Criticising the Irish Church, he said, “I don’t think the hierarchy is taking this pastoral need seriously.”

In a letter to the bishops, Fr Collins described the matter as “urgent”.

“I have been asked by two bishops to handle difficult cases on their behalf. In those cases, I had permission to do whatever I thought was necessary up to the point of solemn exorcism,” he revealed.

But Fr Collins suspects that some priests have been authorised to handle exorcism cases on an ad hoc basis.

The lack of trained, officially appointed exorcists in Ireland “breaks my heart” he said because “afflicted people” end up feeling “let down and abandoned”.

It also means that if a priest is consulted by a person who claims to be spiritually oppressed or possessed, many priests tend to feel ill-equipped to help them.

“Nearly every day of the year I receive an email or phone call from desperate people who feel oppressed by evil spirits or who believe that their home or workplace is haunted in one way or another,” Fr Collins explained.

Acknowledging that the need for solemn exorcism is rare, he highlighted that there is a much more widespread requirement for deliverance ministry, which is sometimes referred to as simple exorcism.

In his letter to the Irish hierarchy, he called on dioceses to form exorcism teams that include a trained priest (canon 1172), a sympathetic psychologist/psychiatrist, and some experienced lay people.

“Bishops also need to draw up ethical guidelines and protocols to be observed when priests and/or lay people engage in deliverance prayer or exorcism,” he said.

Meanwhile, figures released earlier in the year show the number of exorcisms in Italy tripled recently, with experts predicting that around 500,000 requests are made a year.

These figures emerged at a conference for exorcists taking place in Sicily in February, which also discussed the need for more priests, and better training, for those tasked with liberating people from demonic possession.

“All the people who come to us suffer, but they are many and we are few,” Fr Paolo Carlin, a Capuchin Friar and spokesman for the International Association for Exorcists told Italian newspaper Corriere della Sera.

The exorcists’ event in Palermo in February took place a couple of months before a similar gathering from 16 to 21 April in Rome at the Pontifical Athenaeum Regina Apostolorum Institute.

Among the speakers at that event were Fr Cesare Truqui, a student of Fr Gabriel Amorth, the world’s best known exorcist.

“Many Christians no longer believe in the existence [of evil],” Fr Truqui told Vatican News. “Few exorcists are appointed and there are no more young priests willing to learn the doctrine and practice of liberation of souls.”

Fr Amorth, who died in 2016 at the age of 91 after spending many years as the Diocese of Rome’s exorcist, claimed those possessed by demons would vomit shards of glass and pieces of iron, and even argued the devil had got into the Vatican.

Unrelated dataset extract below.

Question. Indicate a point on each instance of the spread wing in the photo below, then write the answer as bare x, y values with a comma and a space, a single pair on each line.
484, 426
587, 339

The actions of “the evil one”, Fr Carlin explained this week, take place in two forms. “The normal way: temptation. And the extraordinary way: the obsessions, which strike the mind or on the body. Even more rare are real possessions when the enemy takes possession of a person or gets into places.”

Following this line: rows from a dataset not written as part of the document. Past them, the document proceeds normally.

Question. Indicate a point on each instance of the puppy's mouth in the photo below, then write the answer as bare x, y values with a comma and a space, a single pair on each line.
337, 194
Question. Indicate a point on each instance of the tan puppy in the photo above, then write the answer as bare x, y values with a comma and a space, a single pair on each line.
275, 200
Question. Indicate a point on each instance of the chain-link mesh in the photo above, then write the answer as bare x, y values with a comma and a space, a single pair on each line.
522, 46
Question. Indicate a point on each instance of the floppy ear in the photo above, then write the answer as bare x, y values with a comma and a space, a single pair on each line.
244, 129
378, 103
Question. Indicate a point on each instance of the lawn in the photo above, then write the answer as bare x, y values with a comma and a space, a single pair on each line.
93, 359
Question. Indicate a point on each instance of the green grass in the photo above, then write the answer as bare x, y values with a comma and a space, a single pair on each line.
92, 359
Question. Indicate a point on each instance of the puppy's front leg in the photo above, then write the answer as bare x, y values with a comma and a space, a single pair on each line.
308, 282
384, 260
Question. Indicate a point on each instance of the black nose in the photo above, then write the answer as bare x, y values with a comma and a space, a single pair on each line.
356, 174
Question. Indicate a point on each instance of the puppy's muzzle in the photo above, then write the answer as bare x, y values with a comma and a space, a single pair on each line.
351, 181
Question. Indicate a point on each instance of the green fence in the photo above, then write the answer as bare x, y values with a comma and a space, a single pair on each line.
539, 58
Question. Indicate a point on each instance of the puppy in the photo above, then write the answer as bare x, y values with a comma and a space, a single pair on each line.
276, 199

While there are no officially collected figures of exorcisms, one priest said the numbers are growing in part because the numbers of people ready to go to magicians or tarot card readers have grown.

Fr Benigno Palilla, a Franciscan friar and prominent exorcist in Italy, added that “doing so opens the door to demons and to possession”.

He argued that more training was needed for priests in this area, saying that many clergy were ill-equipped to deal with those in the grip of evil spirits, and that formation should take place in seminaries.

The exorcists’ international association has 400 members, of which 240 are in Italy.

According to the Church’s canon law, an exorcist must be given specific permission to carry out exorcisms by his bishop and has to be a priest who has “piety, knowledge, prudence and integrity of life.”

Fr Carlin pointed out that there were a number of ways to recognise someone possessed by an evil spirit.

These include: a “furious aversion” to the sacred or sacred objects; signs of abnormal physical strength; a knowledge of languages such as Aramaic and Latin previously not known and a deep knowledge of the occult.